Santorini: Why go here at all? The view from the cliff towns of Fira and Oia looking into the blue water caldera below is unique in all the world. That view has been Santorini’s blessing and its curse: hoards of tourists come just to say they where there. If you go, stay at Nomikos Villas (www.nomikosvillas.gr), owned by a family who have called Santorini home for generations." Tourism development on Santorini should have stopped 10 years ago," says owner George Nomikos, explaining why he supports a ban on any new buildings.

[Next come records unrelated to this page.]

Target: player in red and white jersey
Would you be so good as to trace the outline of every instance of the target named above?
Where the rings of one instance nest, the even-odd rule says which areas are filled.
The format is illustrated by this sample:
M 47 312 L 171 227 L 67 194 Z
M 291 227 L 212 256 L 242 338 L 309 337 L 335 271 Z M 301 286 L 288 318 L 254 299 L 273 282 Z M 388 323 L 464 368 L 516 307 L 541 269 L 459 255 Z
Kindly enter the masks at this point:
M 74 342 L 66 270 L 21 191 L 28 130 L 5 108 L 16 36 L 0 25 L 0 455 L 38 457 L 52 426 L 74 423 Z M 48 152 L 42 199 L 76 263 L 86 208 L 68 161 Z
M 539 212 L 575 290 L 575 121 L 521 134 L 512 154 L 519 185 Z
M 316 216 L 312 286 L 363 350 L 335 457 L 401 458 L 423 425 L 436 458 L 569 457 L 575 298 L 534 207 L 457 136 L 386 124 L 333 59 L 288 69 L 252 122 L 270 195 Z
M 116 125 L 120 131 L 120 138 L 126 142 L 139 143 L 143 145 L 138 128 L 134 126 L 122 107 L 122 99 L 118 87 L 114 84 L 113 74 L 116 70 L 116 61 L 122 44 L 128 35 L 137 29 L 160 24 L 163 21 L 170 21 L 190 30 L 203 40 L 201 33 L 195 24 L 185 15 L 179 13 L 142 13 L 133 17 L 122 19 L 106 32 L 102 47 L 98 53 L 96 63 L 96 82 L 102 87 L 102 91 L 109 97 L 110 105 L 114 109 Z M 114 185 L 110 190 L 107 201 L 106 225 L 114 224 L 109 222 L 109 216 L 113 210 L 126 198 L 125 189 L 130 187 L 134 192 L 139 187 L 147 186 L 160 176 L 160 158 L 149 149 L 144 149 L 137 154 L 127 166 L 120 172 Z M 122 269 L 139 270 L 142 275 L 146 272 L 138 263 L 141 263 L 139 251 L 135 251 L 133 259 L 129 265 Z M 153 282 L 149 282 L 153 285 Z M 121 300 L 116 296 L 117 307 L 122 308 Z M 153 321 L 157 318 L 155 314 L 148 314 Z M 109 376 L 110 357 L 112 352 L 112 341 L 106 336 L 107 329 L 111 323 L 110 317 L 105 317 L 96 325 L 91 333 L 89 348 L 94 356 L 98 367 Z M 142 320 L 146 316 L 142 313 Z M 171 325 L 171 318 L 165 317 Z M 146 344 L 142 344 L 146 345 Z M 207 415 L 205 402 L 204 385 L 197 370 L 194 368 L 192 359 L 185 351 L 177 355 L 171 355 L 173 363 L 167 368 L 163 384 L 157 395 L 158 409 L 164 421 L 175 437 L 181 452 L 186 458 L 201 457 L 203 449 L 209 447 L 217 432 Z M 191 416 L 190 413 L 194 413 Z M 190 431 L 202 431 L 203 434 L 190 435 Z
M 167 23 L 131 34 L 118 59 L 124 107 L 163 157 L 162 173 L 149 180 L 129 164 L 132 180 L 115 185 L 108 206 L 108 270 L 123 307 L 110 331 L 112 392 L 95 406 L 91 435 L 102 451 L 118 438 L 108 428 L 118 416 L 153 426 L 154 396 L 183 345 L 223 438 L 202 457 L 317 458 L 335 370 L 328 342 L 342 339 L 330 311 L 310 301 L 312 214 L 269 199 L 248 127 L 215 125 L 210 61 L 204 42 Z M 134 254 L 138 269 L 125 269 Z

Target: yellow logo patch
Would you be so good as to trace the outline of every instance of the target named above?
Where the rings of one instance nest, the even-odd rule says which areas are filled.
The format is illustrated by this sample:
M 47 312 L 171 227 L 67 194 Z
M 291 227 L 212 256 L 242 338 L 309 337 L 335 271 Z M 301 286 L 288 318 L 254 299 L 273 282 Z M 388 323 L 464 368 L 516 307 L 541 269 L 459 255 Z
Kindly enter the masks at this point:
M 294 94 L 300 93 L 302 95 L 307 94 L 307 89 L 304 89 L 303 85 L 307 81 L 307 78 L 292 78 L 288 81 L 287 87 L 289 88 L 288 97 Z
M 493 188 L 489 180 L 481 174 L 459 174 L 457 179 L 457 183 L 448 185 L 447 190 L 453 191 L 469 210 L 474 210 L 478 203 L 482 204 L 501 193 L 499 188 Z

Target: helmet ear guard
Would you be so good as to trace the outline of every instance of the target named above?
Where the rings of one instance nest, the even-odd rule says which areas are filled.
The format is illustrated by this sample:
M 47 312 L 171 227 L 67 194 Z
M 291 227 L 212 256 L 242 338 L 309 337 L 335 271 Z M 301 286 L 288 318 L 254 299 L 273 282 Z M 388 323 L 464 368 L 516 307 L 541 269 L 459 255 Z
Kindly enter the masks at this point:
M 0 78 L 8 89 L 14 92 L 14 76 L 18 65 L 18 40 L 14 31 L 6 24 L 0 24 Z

Crete: Head to the hills, specifically to Milia, where two passionate Cretans (Giorgos and Tassos) have restored an abandoned stone village high in the mountains, creating a model for sustainable tourism practices. Expect real Greek hospitality and rural rusticity, organic foods and local wines. Great hikes surround Milia. To explore the rest of the island and also support efforts to protect its cultural and natural heritage, contact Crete’s Culinary Sanctuaries (www.cookingincrete.com). What started with Greek-American chef, Nikki Rose, offering learning tours about the Mediterranean diet ( i.e. way of life), has evolved into an island-wide sustainable tourism network based on years of experience. Don’t expect free travel advice, but what you pay for (CCS also runs tours) supports local villagers.
Island Exploration: Yiannis Skevis, President of Aegea Adventures (www.aegeaadventures.com) knows what is at stake in Greece and is passionate about promoting a new tourism vision that gives back to local communities and helps protect nature – offering mountain biking, sailing, hiking and climbing all through the Greek islands and on the mainland.